The positive readout, which came from a planned interim analysis of the phase 3 PROpel trial, has made Lynparza the first PARP inhibitor to show clinical benefit in this first-line setting. Even though the data are immature, the companies plan to take them to regulators, Susan Galbraith, AZ’s oncology R&D head, said in a statement.

It’s no surprise the companies are in a hurry to open a dialog with regulators. All other marketed PARP meds—including two by entrenched prostate cancer players—are targeting front-line metastatic CRPC.

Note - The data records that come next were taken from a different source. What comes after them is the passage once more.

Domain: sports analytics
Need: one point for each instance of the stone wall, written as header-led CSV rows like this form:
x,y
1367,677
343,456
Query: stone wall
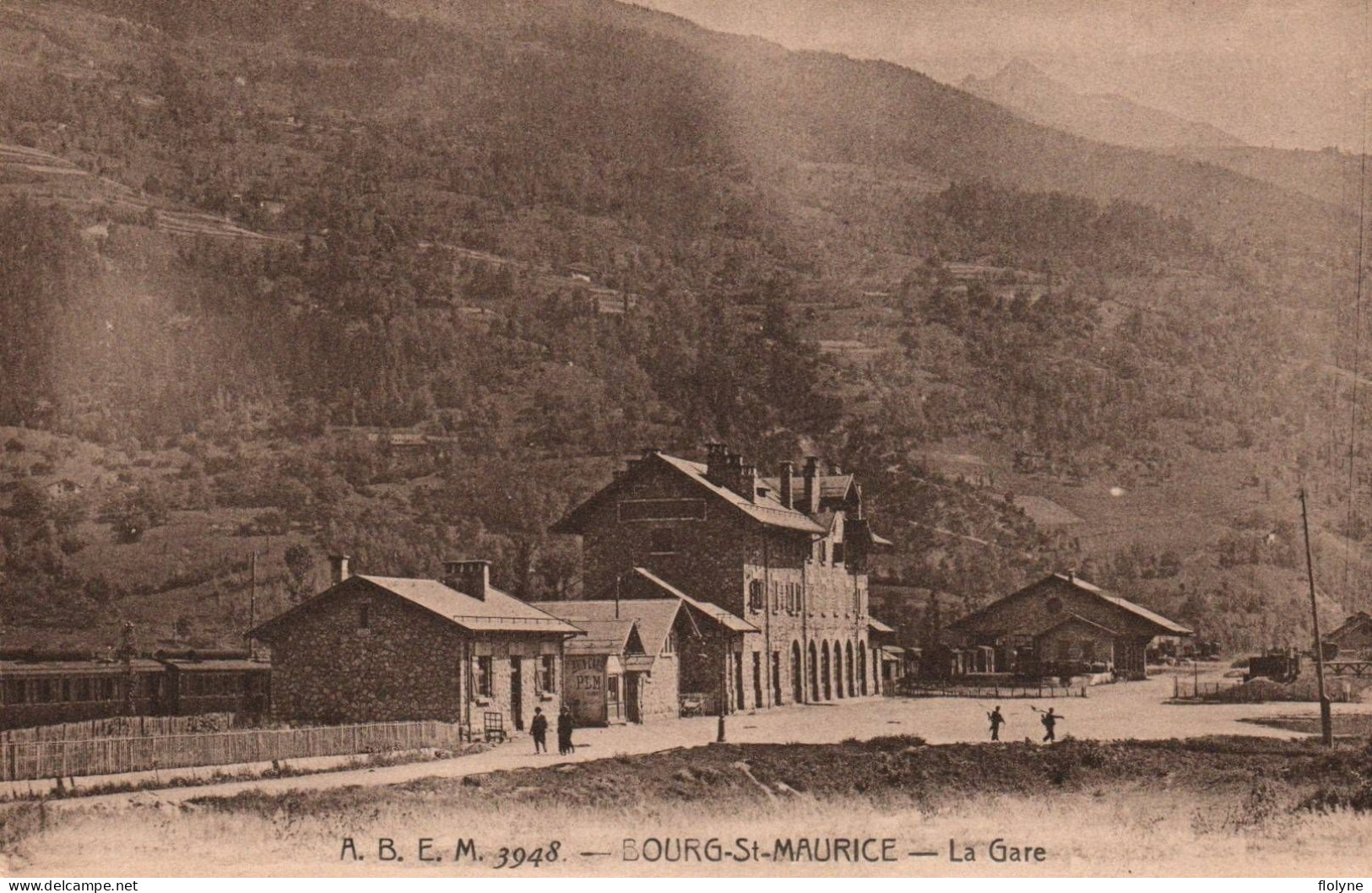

RELATED: ASCO: AstraZeneca, Merck to expand Lynparza’s blockbuster territory with big early breast cancer showing

Thanks to an FDA green light last May, Lynparza is already cleared for the treatment of HRR-mutated metastatic CRPC following prior treatment with Pfizer and Astellas’ Xtandi or Zytiga. Another accelerated approval the FDA handed to Clovis Oncology last May gave rival PARP inhibitor Rubraca a path into the third-line treatment of BRCA-mutant, metastatic CRPC. BRCA mutations are a type of HRR deficiency.

But the race to conquer the first-line market is heating up among PARP players. J&J’s Janssen unit—which holds the rights to Zejula in prostate cancer through a 2016 licensing deal with its inventor, Tesaro—is pairing the PARP inhibitor with Zytiga plus prednisone in patients who didn’t get any prior treatment in the phase 3 MAGNITUDE trial, which covers all comers with or without HRR gene alterations.

As for Clovis’ Rubraca, investigators at the National Cancer Institute recently launched a phase 3 trial dubbed CASPAR to test whether combining the drug with Xtandi outperforms Xtandi alone in the front-line treatment of metastatic CRPC.

RELATED: AstraZeneca and Merck’s Lynparza pressures Clovis’ Rubraca with prostate cancer OK

What’s more, Pfizer’s Talzenna, which is only approved to treat BRCA-mutated breast cancer, is now in the phase 3 TALAPRO-2 trial in prostate cancer. Pfizer is collaborating with Astellas to test Talzenna in combination with Xtandi.

Lynparza is leading the PARP inhibitor field, with sales of $1.13 billion in the first six months of 2021, marking 15% year-over-year growth at constant currencies. With the latest prostate cancer win and recent positive data for use in patients with high-risk early breast cancer after surgery, the drug seems to be on a strong growth path. And Zytiga  brought in $1.2 billion in worldwide sales in the first half of the year, despite generic erosion and competition from newer meds.